SFEBES2017 Poster Presentations Obesity and Metabolism (31 abstracts)
Division of Metabolic and Vascular Health, Clinical Sciences Research Laboratories, Warwick Medical School, University of Warwick, University Hospital-Walsgrave Campus, Coventry, UK.
Background: Vitamin B12 (B12) deficiency results in disturbance of 1-carbon metabolites [methylmalonyl coenzyme A (MMA), homocysteine and S-adenosyl homocysteine (SAH), S-adenosyl methionine (SAM) and methionine] that collectively affect lipogenesis leading to risk of cardiovascular diseases. In clinical studies, B12 deficiency is associated with higher BMI and dyslipidaemia (high triglycerides and low HDL). The role of B12 in hepatic metabolism of lipids in humans is unexplored. Therefore, we investigated whether B12 deficiency affect hepatic de novo lipogenesis.
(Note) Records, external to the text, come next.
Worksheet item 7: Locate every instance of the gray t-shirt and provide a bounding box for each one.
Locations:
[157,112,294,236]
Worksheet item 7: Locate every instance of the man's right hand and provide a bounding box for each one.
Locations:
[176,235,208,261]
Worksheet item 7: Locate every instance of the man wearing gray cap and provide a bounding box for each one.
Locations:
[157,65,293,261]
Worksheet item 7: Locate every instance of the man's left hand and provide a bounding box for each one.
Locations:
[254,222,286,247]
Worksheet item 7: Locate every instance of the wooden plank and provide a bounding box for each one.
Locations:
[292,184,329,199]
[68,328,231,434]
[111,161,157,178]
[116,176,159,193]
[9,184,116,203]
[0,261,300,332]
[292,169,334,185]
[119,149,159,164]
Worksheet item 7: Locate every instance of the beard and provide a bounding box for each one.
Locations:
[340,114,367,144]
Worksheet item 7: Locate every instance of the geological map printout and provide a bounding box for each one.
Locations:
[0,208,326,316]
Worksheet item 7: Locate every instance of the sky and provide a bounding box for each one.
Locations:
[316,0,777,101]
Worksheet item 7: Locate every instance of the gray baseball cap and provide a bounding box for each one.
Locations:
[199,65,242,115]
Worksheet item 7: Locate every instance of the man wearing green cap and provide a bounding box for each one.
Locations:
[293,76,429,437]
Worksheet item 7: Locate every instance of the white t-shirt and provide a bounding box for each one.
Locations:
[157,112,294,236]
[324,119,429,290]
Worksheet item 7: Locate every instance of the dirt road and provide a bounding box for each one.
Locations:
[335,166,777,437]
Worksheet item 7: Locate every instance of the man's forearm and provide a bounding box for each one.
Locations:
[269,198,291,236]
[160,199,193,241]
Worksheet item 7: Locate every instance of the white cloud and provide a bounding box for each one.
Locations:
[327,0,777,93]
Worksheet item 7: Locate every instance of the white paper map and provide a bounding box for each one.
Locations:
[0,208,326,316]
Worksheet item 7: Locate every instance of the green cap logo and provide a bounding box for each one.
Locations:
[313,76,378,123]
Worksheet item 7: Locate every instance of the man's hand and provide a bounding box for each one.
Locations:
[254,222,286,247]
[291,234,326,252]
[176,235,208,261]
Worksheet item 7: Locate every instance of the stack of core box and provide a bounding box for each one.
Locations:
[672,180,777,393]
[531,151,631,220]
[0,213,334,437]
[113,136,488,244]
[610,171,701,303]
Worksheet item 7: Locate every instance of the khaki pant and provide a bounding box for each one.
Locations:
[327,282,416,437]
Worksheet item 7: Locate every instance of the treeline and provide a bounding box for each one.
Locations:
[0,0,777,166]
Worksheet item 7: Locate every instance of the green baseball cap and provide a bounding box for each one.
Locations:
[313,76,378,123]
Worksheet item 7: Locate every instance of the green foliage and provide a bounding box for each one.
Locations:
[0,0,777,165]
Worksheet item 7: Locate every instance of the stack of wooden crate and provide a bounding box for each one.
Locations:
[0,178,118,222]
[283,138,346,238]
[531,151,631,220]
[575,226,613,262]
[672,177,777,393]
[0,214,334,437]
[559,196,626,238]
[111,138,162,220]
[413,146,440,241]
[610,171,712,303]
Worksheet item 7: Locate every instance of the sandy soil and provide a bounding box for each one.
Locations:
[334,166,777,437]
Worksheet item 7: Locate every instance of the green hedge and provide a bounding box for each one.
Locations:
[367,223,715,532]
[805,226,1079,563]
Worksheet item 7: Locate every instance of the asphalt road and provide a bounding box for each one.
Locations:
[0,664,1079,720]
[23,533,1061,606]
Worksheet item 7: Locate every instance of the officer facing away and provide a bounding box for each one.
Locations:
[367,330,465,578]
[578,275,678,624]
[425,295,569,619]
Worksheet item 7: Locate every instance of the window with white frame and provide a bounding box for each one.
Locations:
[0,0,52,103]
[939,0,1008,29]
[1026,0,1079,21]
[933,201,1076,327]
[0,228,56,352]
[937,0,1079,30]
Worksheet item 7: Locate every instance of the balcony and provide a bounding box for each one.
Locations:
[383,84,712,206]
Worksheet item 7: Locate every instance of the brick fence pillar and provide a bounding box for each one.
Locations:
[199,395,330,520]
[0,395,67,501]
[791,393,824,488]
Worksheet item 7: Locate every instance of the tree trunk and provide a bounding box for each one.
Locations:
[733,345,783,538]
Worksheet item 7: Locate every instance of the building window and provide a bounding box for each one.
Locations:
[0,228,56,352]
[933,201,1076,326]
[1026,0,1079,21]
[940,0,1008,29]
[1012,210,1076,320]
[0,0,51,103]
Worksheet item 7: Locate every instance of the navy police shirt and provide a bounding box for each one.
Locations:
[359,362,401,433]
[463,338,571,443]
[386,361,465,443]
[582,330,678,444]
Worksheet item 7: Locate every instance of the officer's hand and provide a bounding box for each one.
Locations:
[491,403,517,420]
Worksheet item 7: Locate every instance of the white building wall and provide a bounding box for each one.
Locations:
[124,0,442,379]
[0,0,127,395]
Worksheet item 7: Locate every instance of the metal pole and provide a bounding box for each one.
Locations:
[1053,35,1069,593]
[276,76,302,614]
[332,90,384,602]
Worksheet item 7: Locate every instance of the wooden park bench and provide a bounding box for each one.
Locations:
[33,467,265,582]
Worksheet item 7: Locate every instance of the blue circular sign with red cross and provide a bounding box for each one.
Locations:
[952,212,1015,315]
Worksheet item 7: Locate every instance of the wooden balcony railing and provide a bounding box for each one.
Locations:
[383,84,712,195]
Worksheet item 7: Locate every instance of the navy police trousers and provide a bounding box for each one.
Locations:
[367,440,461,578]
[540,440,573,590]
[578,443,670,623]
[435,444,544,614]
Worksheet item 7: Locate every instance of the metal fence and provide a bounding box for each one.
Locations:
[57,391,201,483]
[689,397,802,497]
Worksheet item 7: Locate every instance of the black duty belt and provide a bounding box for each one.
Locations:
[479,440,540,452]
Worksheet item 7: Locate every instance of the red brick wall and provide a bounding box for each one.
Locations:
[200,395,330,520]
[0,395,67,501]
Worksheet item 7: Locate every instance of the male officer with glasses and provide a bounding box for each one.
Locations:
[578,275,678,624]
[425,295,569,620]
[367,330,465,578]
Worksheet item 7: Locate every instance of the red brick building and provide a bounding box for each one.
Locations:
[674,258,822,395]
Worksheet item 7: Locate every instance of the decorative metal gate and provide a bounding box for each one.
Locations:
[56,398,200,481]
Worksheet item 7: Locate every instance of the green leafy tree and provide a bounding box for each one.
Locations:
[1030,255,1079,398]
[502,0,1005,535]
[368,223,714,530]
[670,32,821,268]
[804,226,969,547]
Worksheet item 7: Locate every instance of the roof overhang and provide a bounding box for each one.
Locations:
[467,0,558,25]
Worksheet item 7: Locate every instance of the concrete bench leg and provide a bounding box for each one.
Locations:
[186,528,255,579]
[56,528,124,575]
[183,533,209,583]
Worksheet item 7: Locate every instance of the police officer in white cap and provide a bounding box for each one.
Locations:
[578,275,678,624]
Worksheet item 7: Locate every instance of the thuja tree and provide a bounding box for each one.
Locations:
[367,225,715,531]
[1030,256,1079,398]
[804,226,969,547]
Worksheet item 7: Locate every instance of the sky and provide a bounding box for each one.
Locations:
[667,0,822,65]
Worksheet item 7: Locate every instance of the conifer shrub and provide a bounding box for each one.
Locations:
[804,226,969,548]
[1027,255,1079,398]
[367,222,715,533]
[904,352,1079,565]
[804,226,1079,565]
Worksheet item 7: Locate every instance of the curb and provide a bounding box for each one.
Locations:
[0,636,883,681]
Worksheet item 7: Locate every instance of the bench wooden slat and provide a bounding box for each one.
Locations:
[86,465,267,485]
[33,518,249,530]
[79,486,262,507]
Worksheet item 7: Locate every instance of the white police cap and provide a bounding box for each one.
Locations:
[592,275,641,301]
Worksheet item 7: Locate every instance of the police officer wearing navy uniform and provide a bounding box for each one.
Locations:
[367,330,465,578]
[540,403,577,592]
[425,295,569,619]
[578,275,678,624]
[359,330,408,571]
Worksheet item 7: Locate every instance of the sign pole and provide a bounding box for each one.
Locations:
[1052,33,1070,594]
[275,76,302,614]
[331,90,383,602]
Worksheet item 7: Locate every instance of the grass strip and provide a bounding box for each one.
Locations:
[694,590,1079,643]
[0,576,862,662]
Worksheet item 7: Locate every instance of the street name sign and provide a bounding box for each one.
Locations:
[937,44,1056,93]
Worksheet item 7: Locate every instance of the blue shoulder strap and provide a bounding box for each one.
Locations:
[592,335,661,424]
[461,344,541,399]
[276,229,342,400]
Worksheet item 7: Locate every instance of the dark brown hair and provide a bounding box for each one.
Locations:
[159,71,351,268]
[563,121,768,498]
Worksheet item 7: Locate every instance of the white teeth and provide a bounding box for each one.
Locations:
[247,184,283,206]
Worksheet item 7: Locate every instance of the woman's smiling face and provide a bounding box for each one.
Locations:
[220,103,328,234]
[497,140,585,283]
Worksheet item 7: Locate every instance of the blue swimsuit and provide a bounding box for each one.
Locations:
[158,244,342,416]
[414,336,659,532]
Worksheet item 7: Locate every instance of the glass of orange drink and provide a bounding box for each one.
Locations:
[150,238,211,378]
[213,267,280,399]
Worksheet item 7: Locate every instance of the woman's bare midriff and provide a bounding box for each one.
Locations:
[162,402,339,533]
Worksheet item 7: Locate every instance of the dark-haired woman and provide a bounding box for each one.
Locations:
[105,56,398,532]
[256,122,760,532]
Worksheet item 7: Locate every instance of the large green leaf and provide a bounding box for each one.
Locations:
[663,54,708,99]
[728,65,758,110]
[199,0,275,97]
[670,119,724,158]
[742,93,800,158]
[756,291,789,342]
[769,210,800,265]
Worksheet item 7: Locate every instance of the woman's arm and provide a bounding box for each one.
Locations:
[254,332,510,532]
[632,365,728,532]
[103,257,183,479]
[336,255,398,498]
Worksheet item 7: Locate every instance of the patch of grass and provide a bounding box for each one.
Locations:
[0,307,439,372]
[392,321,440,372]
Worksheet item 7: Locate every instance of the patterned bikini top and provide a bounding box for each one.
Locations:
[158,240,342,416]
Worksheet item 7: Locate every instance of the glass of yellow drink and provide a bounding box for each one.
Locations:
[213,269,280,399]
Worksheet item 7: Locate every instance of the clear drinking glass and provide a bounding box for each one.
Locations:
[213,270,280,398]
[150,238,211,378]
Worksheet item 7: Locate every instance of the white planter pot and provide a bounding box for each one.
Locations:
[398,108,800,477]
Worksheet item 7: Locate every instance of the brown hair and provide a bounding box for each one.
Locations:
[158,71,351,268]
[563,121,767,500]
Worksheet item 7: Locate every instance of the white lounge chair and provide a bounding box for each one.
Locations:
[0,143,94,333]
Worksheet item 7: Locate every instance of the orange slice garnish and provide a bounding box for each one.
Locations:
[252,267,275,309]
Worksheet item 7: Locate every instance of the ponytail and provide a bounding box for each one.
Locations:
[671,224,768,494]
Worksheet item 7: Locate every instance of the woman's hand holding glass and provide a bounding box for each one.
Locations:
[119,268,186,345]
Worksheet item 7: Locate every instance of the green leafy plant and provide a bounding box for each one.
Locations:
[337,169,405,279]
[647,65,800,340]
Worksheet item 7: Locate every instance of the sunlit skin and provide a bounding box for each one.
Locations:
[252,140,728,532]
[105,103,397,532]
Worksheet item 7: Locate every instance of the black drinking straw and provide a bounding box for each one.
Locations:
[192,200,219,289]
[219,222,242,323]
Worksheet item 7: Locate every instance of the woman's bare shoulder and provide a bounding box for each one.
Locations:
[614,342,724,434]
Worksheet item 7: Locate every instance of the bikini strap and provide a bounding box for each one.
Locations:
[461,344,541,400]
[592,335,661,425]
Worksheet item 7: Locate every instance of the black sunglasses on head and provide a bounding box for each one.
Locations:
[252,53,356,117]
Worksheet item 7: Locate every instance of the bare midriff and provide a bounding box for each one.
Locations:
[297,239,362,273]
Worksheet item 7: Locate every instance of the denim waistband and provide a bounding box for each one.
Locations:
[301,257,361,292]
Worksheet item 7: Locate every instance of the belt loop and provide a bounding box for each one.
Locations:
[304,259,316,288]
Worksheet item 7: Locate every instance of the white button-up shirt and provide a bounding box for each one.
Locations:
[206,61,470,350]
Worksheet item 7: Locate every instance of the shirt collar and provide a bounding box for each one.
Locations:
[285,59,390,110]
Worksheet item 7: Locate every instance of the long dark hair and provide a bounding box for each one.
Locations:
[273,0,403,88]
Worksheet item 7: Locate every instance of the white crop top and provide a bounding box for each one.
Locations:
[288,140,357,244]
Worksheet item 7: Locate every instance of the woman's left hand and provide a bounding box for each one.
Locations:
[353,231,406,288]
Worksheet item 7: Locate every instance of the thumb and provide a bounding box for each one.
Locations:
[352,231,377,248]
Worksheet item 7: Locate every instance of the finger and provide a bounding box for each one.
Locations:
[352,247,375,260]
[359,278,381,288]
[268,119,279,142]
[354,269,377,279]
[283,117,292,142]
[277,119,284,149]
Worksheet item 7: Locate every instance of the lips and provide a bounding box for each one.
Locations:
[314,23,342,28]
Methods: Human HepG2 cell line was cultured using custom made B12 deficient Eagles Minimal Essential Medium (EMEM) and seeded in four different concentrations of B12 media such as 500nM (control), 1000pM, 100pM and 25pM (low) B12. Oil Red O (ORO) staining, RT-qPCR, total intracellular triglyceride (TG) assay and de novo TG biosynthesis using radioactive flux assay were employed to examine the effect of B12 on lipogenesis
Results: Hepatocytes in low B12 (25pM) had more lipid droplets compared with control (500 nM). Total intracellular TG levels were higher in low B12 hepatocytes. Gene expressions of nuclear transcription factors sterol regulatory element binding protein (SREBF1) and low density lipoprotein receptor (LDLR) were higher in low B12 conditions than control. Similarly, the gene expressions of the enzymes involved in de novo fatty acid synthesis [ATP citrate lyase (ACLY), Acetyl CoA carboxylase (ACC), fatty acid synthase (FASN) and elongation-of very-long-chain fatty acid (ELOVL6)], cholesterol biosynthesis [3-hydroxy-3-methylglutaryl-CoA reductase (HMGCR), 3-hydroxy-3-methylglutaryl-CoA synthase 1 (HMCS1), Isopentenyl-Diphosphate delta Isomerase 1 (IDL1)] and TG biosynthesis [stearoyl CoA desaturase (SCD), glycerol-3-phosphate acyltransferase (GPAT), acylglycerol-3-phosphate acyltransferase (AGPAT), phosphatidic acid phosphatase-1 (Lipin1) and diacylglycerol acyl transferase 2 (DGAT2)] were upregulated in low B12 conditions. Cellular uptake of radio-labelled fatty acid (14C-oleate) for de novo TG biosynthesis assessed by scintillation was about 80% higher in low B12 hepatocytes.
Conclusion: Our data provide novel evidence that B12 deficiency dysregulates lipid metabolism in hepatocytes.